Improved Identification of Satellite Trails in ACS/WFC Imaging Using a Modified Radon Transform
David V. Stark, Norman Grogin, Jenna Ryon, Ray Lucas
TL;DR
This paper introduces the Median Radon Transform (MRT) as a robust detector for linear artifacts, notably satellite trails, in ACS/WFC imaging and implements it in the findsat_mrt pipeline within acstools. By using the median along potential trail paths, the method remains sensitive to faint, extended trails while resisting bright astronomical sources, achieving ~85–88% recovery of visually identified trails with ~2.5% false detections after excluding diffraction spikes. The study provides a thorough sensitivity analysis, validates results against Frontier Fields data, and analyzes two decades of ACS/WFC data to show the satellite-trail incidence has doubled from 2002 to 2022, with no clear evolution in trail brightness. While effective, the approach has limitations in crowded fields and corner regions, and the authors discuss future enhancements including distortion-corrected, multi-chip analyses and faster MRT computation to broaden applicability.
Abstract
We present a new approach to identify satellite trails (or other linear artifacts) in ACS/WFC imaging data using a modified Radon Transform. We demonstrate that this approach is sensitive to features with mean brightness significantly below the background noise level, and it is resistant to the influence of bright astronomical sources (e.g., stars, galaxies) in most cases.
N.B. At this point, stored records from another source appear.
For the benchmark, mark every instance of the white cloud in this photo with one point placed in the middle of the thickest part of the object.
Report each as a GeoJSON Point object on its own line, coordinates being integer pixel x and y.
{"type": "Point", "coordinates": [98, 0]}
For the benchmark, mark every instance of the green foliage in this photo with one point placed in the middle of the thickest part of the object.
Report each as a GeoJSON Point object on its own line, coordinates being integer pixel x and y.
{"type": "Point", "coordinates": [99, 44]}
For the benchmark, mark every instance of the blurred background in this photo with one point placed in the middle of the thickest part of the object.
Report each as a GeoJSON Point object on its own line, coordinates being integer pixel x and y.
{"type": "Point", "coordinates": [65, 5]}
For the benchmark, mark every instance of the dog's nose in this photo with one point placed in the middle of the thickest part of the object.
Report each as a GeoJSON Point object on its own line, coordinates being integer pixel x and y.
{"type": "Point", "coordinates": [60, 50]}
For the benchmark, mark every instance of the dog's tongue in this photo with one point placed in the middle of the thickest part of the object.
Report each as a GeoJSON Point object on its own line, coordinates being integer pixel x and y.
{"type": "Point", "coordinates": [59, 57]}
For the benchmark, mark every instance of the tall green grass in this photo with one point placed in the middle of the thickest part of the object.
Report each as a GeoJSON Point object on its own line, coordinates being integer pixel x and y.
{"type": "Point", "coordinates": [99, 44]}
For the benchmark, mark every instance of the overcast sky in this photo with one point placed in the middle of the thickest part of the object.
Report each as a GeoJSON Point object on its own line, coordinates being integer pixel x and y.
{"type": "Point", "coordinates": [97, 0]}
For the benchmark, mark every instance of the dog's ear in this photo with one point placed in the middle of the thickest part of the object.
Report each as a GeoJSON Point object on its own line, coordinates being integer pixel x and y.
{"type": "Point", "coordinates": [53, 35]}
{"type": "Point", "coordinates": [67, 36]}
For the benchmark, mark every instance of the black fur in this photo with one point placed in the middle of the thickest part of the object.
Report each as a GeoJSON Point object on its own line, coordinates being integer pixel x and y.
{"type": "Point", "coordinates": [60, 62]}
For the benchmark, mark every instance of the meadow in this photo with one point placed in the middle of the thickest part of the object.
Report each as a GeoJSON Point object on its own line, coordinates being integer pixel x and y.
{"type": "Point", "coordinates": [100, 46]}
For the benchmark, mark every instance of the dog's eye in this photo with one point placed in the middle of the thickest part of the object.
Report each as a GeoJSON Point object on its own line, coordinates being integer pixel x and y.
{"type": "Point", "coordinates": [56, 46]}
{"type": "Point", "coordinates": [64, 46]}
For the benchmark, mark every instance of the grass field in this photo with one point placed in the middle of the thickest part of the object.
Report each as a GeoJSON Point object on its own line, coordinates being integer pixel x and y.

Comparing with a set of satellite trails identified by eye, we find a trail recovery rate of 85\% and a false detection rate (after removing diffraction spikes that are easily filtered) of 2.5\%. By performing an analysis using a much larger ACS/WFC data set where false trails are identified by their persistence across multiple images of the same field, we identify the Radon Transform parameter space and image properties where our algorithm is unreliable, and estimate a false detection rate of $\sim10\%$ elsewhere. We apply our method to ACS/WFC data taken between 2002 and 2022 to determine both the frequency of satellite trail contamination in science data and also the typical trail brightness as a function of time. We find the rate of satellite trail contamination has increased by approximately a factor of two in the last two decades, but there is no clear systematic evolution in the typical trail brightness. Our satellite trail identification program is available as part of the \texttt{acstools} package.